It's quite likely that before you harnessed the power of mana in Magic: The Gathering, and before you started bluffing your way through Texas Hold 'Em, you played Uno. The playing card equivalent of checkers, Uno relies on primary colors and a zero-through-nine number system to create a fast-paced and accessible competitive experience that carries just enough depth to keep players casually engaged. This sort of low-impact gaming feels like a perfect fit for Xbox Live Arcade, and though a greater level of rule customization would have been welcome, this is still a fun and faithful rendition of a childhood favorite.
Unfortunately, there's no way to give another player a charley horse for not shouting Uno over Xbox Live...not yet, at least.

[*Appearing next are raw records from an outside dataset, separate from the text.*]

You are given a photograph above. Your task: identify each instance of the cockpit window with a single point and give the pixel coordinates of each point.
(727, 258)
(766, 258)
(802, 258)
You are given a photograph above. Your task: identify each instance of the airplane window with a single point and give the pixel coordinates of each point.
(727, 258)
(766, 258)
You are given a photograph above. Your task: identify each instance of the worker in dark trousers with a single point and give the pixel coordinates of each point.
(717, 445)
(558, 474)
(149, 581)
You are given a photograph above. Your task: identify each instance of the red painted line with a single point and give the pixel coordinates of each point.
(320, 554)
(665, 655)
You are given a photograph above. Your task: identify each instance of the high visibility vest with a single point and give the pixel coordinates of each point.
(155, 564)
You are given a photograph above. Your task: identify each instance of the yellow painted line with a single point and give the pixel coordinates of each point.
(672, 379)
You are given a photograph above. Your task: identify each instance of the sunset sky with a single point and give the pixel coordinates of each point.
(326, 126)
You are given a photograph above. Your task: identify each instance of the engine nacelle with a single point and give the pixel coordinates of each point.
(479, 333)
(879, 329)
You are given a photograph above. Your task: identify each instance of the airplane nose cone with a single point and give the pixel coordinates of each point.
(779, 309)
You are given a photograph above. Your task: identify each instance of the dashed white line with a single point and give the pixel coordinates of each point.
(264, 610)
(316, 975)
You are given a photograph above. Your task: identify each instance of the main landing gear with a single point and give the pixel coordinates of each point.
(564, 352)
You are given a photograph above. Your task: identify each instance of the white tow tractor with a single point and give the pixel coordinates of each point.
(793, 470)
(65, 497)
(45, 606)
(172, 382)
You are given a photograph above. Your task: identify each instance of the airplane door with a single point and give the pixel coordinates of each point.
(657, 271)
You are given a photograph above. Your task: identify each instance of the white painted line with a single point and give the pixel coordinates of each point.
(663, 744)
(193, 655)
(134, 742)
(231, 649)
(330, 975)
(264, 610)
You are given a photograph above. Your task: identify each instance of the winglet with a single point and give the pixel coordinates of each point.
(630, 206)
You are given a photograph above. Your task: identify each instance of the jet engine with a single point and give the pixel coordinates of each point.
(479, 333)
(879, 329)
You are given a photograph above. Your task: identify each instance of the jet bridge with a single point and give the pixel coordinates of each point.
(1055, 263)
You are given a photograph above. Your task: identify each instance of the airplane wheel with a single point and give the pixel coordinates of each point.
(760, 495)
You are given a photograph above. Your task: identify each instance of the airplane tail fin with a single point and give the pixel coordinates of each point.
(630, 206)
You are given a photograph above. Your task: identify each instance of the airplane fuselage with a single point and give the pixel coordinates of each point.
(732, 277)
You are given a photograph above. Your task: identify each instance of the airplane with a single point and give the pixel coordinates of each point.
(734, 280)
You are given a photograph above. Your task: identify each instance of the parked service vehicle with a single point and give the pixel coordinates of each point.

If you've never actually played Uno, well, we feel sorry for your misspent childhood, but you're lucky because Uno is still easy to pick up and is still pretty fun. A typical game of Uno sees four players being dealt a hand of numbered, color-coded cards, with a face-up pile of cards in the middle and the remainder of the deck on the side. As the turns rotate around the table, each player must either place a card on the face-up pile that somehow matches the last card placed there--either they're the same number or the same color--or they have to draw a card from the deck. This goes on until one player's hand has been reduced to a single card, at which point they are obligated to bring this to everyone's attention by shouting "Uno!" The first player to get rid of all their cards is the winner.
Anyone that has actually played Uno will be able to fill you in on the nuances of how the game is played, including the diabolical action cards that let you skip players, change the rotation, and force other players to draw cards, but they'd all probably give you slightly different information. Someone might tell you that when you don't have a card that you can put on the face-up pile, you have to continue drawing cards until you draw a playable card. Someone else might say that you can avoid the penalties of a Draw Two or a Draw Four card by playing another Draw Two or Draw Four on top of it, effectively doubling the draw and passing it along to the next player.
The funny thing about Uno is that they would all be right, as playing around with the rule set is one of the minor pleasures of the game. The Xbox Live Arcade version gives you the option of tweaking several different variables, including those mentioned above, as well as a scoring system that lets a game of Uno go on for multiple rounds, with the winner of each round accruing points based on the cards leftover in the other players' hands. Tweaking rules can radically affect the tone and the pace of a game of Uno, and though some of the more extreme Uno-rule modifications we've played with are absent here, it's difficult to fault the game for not including an exhaustive amount of customization.